CONCENTRATIONS OF CREDIT RISK
Financial instruments that potentially subject the Company to concentrations of
credit risk consist primarily of cash and cash equivalents, investments, and
accounts receivable. The Company maintains its accounts for cash and cash
equivalents and investments principally at one major bank and two investment
firms in the United States. The Company has a formal written investment policy
that restricts the placement of investments to issuers evaluated as
creditworthy. The Company has not experienced any losses on its deposits of its
cash and cash equivalents.
43
<PAGE>
Vascular Solutions, Inc.
Notes to Consolidated Financial Statements
December 31, 2002
2. SUMMARY OF SIGNIFICANT ACCOUNTING POLICIES (CONTINUED)
With respect to accounts receivable, the Company performs credit evaluations of
its customers and does not require collateral. One customer accounted for 5% of
gross accounts receivable as of December 31, 2002 and two customers accounted
for 11% of gross accounts receivable as of December 31, 2001. There have been no
material losses on customer receivables.
NET LOSS PER SHARE
In accordance with SFAS No. 128, EARNINGS PER SHARE, basic net loss per share is
computed by dividing net loss by the weighted average common shares outstanding
during the periods presented. Diluted net loss per share is computed by dividing
net loss by the weighted average common and dilutive potential common shares
outstanding computed in accordance with the treasury stock method. For all
periods presented, diluted loss per share is the same as basic loss per share,
because the effect of outstanding options, warrants, and convertible preferred
stock is antidilutive.
RECLASSIFICATIONS
Certain prior year balances were reclassified to conform to the current year
presentation.
GOODWILL AND OTHER INTANGIBLE ASSETS
In fiscal 2002, the Company adopted SFAS No. 142, GOODWILL AND OTHER INTANGIBLE
ASSETS. Goodwill is tested for impairment annually or more frequently if changes
in circumstances or the occurrence of events suggest an impairment exists. The
test for impairment requires the Company to make several estimates about fair
value, most of which are based on projected future cash flows. The Company has
concluded that no impairment of goodwill exists as of December 31, 2002.

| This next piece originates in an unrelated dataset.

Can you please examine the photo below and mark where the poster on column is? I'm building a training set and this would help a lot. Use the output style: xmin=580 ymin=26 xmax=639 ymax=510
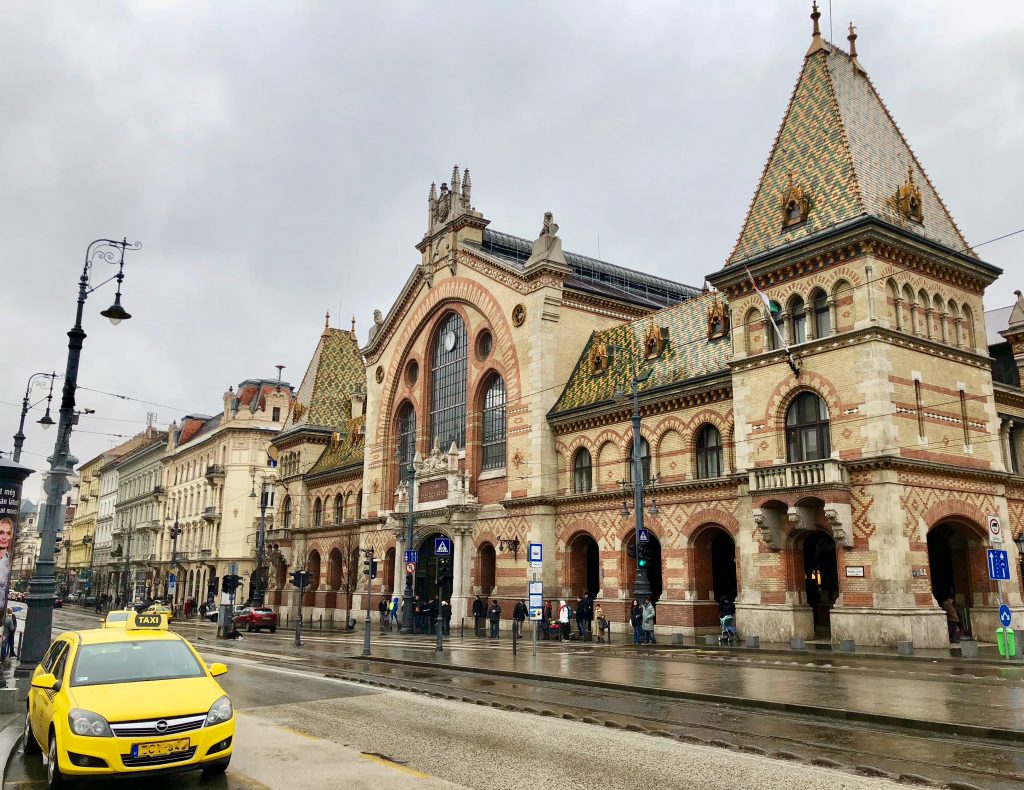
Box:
xmin=0 ymin=480 xmax=24 ymax=627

Other intangible assets consist of purchased technology. Purchased technology is
amortized using the straight-line method over its estimated useful life of four
years. The Company reviews intangible assets for impairment annually or as
changes in circumstances or the occurrence of events suggests the remaining
value is not recoverable.
3. ACQUISITION OF CERTAIN ASSETS OF ANGIOSONICS, INC.
On April 29, 2002, the Company purchased the Acolysis(R) intravascular
ultrasound assets and related patents and technologies from the secured
creditors of Angiosonics, Inc. in exchange for $1,500,000 in cash. The Company
allocated the purchase price of $1,500,000 and the related transaction fees
using the fair market value of the assets. The Company allocated $487,608 to
inventory and fixed assets, $870,000 to purchased technology, and $192,595 to
goodwill.
44
<PAGE>
Vascular Solutions, Inc.
Notes to Consolidated Financial Statements
December 31, 2002
4. GOODWILL AND OTHER INTANGIBLE ASSETS
As discussed in Note 2, the Company adopted SFAS No. 142 in fiscal 2002, and
determined that the developed technology the Company acquired from Angiosonics,
Inc. in April 2002 would be amortized over its useful life of four years. The
Company also acquired goodwill determined to be an indefinite-lived intangible
asset. The Company expects the future annual amortization expense for its
acquired purchased development to be approximately $217,500 for each of the next
three fiscal years and approximately $72,500 in the fourth fiscal year.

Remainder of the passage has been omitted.